Worship teams plan and lead individual services, picking up on suggestions from the congregation. Since our minister is half-time, lay members enjoy many opportunities to preach, plan and lead services.
Services include singing – old favourites and contemporary songs from global and feminist collections - scripture, prayer, silence, tactile activities and body movement. Our hymns and readings use inclusive language that is non-sexist and non-militaristic.
Bathurst is committed to the participation of all generations in our worshipping. We don’t have a Sunday School, but we encourage children and youth to be present throughout the service. A round table, a focal point for our services, always has inviting crafts that the young – or young at heart – can work on during a service. Children and youth often share in a ministry of leadership by preaching the sermon, offering prayers and helping with Holy Communion.
The children offer the whole congregation unique contributions based on their ages and abilities. The spiritual formation of the children occurs by "osmosis" and through inter-generational activities during "Table Talk."
Child-care volunteers support parents with infants and young children, taking restless children out if necessary to play in the gym or do a craft in the church office. Most of the time the children are happy staying at the round table.
Bathurst usually celebrates Holy Communion on the first Sunday of the month. We use a communion liturgy developed by members on the congregation.
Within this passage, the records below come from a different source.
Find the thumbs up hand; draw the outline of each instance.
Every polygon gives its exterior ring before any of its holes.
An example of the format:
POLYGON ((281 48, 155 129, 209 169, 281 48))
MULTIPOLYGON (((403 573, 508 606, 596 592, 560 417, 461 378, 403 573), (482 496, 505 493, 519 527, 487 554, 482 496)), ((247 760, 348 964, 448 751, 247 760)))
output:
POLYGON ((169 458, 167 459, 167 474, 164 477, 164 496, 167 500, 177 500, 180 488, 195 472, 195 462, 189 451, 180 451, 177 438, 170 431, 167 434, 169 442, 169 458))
Baptism (Christening) is celebrated at Bathurst; for infants and for youth or adults, after suitable preparation. A blessing or welcome rite for an infant can also be planned.
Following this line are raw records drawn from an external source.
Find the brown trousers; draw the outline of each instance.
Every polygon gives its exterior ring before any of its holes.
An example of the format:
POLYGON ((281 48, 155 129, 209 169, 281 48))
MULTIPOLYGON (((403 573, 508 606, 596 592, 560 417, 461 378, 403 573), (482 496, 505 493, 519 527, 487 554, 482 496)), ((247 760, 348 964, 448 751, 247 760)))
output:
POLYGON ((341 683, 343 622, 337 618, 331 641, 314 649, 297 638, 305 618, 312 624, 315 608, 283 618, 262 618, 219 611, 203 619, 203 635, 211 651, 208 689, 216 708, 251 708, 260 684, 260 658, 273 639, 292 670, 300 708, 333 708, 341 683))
Bathurst also marks the passing of it members with memorial or funeral services in consultation with the family and friends of those who have died.
Bathurst’s ministers are available for weddings.
We do not hold Sunday services during July and August. Instead, members meet informally on Wednesday evenings for a pot-luck supper and discussion. The mid-week gatherings are at College Street United Church.